EstherPlomp / TNW-RDM-101

Self paced materials of the RDM101 course
https://estherplomp.github.io/TNW-RDM-101/
Creative Commons Attribution 4.0 International
6 stars 2 forks source link

Assignment 1 Giacomo Lastrucci #83

Closed giacomolastrucci closed 11 months ago

giacomolastrucci commented 1 year ago

Introduction

Hi all, my name is Giacomo, I am Italian and recently started a PhD at TU Delft in Chemical Engineering. I will be working on applying AI and machine learning in the process industry. I am passionate about travelling, hiking and cooking!

Describe your research in 2-3 sentences to someone that is not from your field (please avoid abbreviations)

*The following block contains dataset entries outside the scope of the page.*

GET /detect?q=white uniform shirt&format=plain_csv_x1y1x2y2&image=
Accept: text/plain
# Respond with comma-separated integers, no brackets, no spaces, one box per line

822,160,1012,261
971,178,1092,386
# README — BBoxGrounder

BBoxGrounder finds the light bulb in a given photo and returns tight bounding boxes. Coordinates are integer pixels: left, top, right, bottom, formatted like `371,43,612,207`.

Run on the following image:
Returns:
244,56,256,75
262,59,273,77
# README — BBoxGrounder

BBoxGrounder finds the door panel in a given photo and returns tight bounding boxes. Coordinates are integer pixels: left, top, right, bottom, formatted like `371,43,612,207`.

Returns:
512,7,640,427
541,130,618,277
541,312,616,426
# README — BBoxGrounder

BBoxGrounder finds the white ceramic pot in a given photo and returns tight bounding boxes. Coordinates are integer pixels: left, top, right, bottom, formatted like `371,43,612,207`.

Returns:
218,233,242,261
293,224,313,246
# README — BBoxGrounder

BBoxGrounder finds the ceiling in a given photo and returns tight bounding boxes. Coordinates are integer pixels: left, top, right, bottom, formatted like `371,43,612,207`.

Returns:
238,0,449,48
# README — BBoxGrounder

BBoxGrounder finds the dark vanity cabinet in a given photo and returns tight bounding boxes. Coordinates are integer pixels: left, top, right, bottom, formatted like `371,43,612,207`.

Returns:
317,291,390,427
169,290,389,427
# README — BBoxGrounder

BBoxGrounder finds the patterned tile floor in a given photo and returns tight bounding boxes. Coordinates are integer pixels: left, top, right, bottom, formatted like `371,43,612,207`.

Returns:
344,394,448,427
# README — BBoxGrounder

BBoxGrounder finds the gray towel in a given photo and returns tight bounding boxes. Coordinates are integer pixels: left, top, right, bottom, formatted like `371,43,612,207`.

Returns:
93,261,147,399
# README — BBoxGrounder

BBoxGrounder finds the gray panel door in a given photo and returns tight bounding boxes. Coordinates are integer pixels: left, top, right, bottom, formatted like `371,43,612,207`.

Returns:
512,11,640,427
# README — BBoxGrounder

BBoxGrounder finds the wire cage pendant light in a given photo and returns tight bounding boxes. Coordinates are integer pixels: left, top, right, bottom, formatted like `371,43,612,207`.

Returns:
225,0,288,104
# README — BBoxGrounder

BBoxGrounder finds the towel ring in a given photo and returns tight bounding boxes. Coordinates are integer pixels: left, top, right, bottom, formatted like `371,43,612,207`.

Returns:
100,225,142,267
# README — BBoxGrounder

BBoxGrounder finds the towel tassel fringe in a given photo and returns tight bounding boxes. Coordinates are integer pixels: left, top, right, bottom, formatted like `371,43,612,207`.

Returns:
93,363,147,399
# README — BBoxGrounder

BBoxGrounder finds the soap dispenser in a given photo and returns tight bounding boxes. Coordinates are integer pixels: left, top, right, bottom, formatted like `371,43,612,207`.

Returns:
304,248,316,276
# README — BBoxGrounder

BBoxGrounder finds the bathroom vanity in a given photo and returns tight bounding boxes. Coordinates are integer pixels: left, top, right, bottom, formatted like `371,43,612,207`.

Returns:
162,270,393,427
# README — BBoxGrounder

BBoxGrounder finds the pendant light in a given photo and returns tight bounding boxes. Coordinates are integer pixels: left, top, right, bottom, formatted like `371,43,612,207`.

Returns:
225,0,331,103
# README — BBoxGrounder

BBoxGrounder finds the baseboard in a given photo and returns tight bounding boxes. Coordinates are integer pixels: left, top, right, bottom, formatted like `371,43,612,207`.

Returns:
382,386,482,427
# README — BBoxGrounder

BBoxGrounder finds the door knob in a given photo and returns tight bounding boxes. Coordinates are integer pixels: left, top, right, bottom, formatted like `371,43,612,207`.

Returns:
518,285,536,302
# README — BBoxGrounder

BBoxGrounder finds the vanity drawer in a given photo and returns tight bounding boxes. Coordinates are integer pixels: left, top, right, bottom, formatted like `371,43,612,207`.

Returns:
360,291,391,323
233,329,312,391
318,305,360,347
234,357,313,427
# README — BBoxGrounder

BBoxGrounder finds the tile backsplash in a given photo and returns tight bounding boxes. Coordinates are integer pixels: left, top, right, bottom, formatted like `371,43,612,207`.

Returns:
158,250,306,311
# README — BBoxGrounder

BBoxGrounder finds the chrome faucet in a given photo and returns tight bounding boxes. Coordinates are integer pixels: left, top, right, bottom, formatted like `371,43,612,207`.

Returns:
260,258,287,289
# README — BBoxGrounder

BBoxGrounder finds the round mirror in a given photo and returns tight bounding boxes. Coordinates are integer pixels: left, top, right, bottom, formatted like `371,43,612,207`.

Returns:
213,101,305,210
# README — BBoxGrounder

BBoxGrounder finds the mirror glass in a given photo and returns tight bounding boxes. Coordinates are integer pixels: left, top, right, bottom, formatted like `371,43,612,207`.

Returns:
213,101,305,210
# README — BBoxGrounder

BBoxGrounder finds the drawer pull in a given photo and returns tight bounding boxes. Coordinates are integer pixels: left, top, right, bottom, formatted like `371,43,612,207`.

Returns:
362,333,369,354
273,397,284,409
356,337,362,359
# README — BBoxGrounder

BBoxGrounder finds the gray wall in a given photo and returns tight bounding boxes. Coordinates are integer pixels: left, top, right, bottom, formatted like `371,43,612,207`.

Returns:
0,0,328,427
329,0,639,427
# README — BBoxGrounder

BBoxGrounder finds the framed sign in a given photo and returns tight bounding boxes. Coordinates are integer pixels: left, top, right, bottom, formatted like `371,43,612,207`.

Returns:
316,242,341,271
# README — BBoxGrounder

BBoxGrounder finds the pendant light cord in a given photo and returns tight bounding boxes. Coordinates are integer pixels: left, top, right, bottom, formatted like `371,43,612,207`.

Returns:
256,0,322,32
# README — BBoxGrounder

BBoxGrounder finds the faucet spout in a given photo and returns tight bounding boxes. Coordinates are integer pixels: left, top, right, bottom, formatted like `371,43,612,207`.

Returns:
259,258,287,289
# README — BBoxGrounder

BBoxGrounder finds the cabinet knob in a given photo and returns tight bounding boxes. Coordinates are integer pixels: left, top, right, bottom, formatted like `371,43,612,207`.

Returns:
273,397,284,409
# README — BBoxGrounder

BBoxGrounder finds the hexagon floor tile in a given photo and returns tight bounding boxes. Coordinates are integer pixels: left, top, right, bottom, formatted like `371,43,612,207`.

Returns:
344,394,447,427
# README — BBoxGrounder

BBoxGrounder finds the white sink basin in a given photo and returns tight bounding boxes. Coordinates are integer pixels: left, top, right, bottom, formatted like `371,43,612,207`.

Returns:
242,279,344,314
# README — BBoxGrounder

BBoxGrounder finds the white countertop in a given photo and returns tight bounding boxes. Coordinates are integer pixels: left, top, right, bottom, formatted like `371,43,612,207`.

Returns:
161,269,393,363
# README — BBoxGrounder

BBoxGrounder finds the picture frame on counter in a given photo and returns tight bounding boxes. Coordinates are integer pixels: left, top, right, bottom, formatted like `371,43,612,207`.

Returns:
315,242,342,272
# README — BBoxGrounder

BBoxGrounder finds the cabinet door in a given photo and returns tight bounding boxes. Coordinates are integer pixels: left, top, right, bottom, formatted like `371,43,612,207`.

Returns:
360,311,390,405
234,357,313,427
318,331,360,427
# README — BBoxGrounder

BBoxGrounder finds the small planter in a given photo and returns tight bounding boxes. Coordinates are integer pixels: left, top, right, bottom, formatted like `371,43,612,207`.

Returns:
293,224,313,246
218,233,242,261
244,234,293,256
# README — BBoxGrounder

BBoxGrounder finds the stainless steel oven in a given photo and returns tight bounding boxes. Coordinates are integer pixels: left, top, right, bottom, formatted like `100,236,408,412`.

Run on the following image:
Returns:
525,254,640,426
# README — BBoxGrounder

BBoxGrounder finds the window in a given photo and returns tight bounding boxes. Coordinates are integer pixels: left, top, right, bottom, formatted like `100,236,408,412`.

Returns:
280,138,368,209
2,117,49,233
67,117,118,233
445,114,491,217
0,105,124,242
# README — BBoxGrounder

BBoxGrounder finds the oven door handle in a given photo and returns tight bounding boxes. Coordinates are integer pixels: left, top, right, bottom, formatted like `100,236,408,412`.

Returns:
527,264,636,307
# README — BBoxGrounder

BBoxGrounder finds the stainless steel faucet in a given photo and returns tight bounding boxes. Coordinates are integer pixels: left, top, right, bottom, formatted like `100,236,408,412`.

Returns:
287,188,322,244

During my research, I will be working on an alternative modeling technique for chemical processes, placed between traditional mechanistic modeling and novel machine learning methods. Recent deep learning models are able to extract features and learn from massive amounts of data without knowing any physical law. I will try to give these models the ability to learn the physics behind the problems to increase their prediction accuracy.

My research entails the following aspects:

Research Aspect Answer
Use/collect personal data (health data, interviews, surveys) No
Use/collect experimental data (lab experiments, measurements with instruments) No
Collaborate with industry Yes
Write/develop software as the main output of the project Yes
Use code (as in programming) for data analysis Yes
Work with large data (images, simulation models) Yes
Other: N/A

Reflections on the importance of RDM videos

I completely agree with the importance of proper data management. Despite can be a little of a pain at the beginning to find the proper organizational setup, it is something that pays in the long term. Apart from "dramatic" horror stories, on a daily basis, having a proper data management setup can save you a considerable amount of time. Having an easy retrieval of data, active backups and proper storing is of primary importance in the research field.

What would you like to learn during this course?

Get the best practices for collecting experimental outcomes from my research (e.g., training runs, employed hyperparameters and network architecture), appropriately store them and retrieve them at a late stage. Also, I would like to get more into how to properly store huge amounts of large data as images.

Checklist assignments

EstherPlomp commented 1 year ago

Copied from #97:

Hello everyone, please, find here my data flowmap. Feel free to leave any comments or feedback. Thank you!

Best, Giacomo

With feedback from @PJL-vandenberg:

Hey Giacomo,

Looks good! I like the division between the confidential data and the open data. Including training sets that can be public seems like a great idea for transparency. The only question I have is: "What are your plans for code documentation, to prevent bits of code that make sense to you when documented in your way, but might not to your successor?" Because it has happened to me before that somebody handed me 50 lines of code commented with "This makes the dataset from the model data", because the steps made sense to him.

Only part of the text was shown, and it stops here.